Ohio: Ohio reworked its CON program through a budget bill in July 2019. The state's health department may only accept CON applications for a comparative review process, continuous county bed relocations, and two processes that relate to long-term care facilities, JD Supra reports.
Oklahoma: The state suspended its CON program temporarily for hospital beds April 8, but no recent actions have been taken to repeal the state's CON program.
Oregon: No recent actions have been taken to repeal CON laws, but legislators in the state recently encouraged Gov. Kate Brown to waive the CON process for COVID-19-related projects, Pamplin Media reports.
Rhode Island: The state suspended its CON program temporarily April 10, but has taken no recent action to repeal CON laws.
South Carolina: No recent action taken to repeal CON laws.
Tennessee: The state suspended its CON program temporarily through May 18 to aid in a COVID-19 response.
Vermont: Vermont has one of the most restrictive CON processes in the U.S. The Vermont Green Mountain Care Board created procedures to consider emergency CONs until April 15.
Virgina: The state suspended its CON program temporarily to combat COVID-19 on March 20.
Washington: The state suspended its CON program for nursing homes and assisted living facilities through April 30.

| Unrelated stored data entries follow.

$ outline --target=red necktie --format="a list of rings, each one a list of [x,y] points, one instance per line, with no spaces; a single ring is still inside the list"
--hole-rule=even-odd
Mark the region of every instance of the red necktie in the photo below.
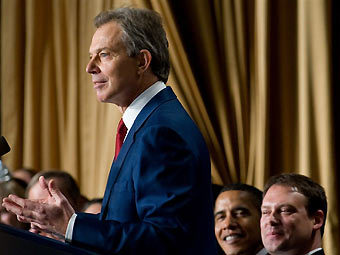
[[[126,136],[127,128],[123,122],[123,119],[120,119],[117,129],[116,135],[116,151],[115,151],[115,159],[118,157],[120,148],[123,146],[124,138]]]

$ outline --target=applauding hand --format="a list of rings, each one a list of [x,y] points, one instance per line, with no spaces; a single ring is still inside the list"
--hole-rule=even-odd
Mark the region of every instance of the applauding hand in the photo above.
[[[46,199],[29,200],[9,195],[3,199],[2,206],[16,214],[19,221],[31,223],[31,232],[45,232],[55,239],[61,239],[65,236],[74,209],[55,187],[53,180],[47,183],[41,176],[39,184],[49,194]]]

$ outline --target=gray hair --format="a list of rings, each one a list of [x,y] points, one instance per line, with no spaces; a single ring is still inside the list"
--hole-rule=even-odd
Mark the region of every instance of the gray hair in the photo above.
[[[148,9],[124,7],[101,12],[95,17],[94,25],[99,28],[111,21],[122,28],[122,42],[128,56],[136,56],[143,49],[150,51],[151,70],[166,83],[170,71],[169,43],[160,15]]]

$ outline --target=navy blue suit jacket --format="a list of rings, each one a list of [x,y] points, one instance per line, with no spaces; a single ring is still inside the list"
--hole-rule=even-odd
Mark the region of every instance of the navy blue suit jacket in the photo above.
[[[322,249],[320,251],[313,253],[312,255],[325,255],[325,253],[324,253],[324,250]]]
[[[73,244],[110,254],[215,254],[210,159],[170,87],[142,109],[111,166],[102,211]]]

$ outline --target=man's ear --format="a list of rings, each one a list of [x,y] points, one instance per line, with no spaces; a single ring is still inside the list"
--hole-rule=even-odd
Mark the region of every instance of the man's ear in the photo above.
[[[325,222],[325,215],[323,213],[322,210],[317,210],[315,213],[314,213],[314,226],[313,226],[313,229],[314,230],[318,230],[322,227],[323,223]]]
[[[143,49],[139,52],[137,58],[138,74],[141,75],[149,68],[152,56],[150,51]]]

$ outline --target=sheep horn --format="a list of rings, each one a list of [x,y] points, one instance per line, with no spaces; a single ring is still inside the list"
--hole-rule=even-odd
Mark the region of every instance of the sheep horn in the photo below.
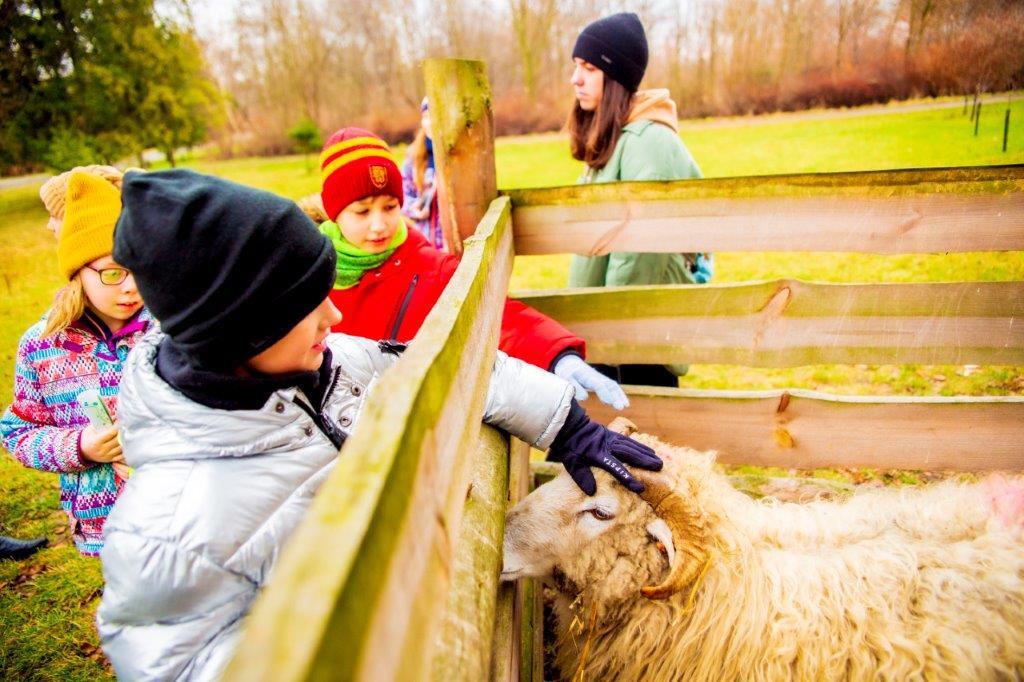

West Virginia: Legislators are considering some form of CON repeal after a merger of the state's two largest healthcare companies fell through in January, The News and Sentinel reports.
Wisconsin: Wisconsin repealed its CON program, but does have an approval process for long-term care facilities; moratoriums for hospital, psychiatric, chemical dependency and nursing home beds; and a certificate of public advantage program.
Note: The Pacific Legal Foundation created a comprehensive database tracking states that temporarily suspended their CON programs to combat COVID-19.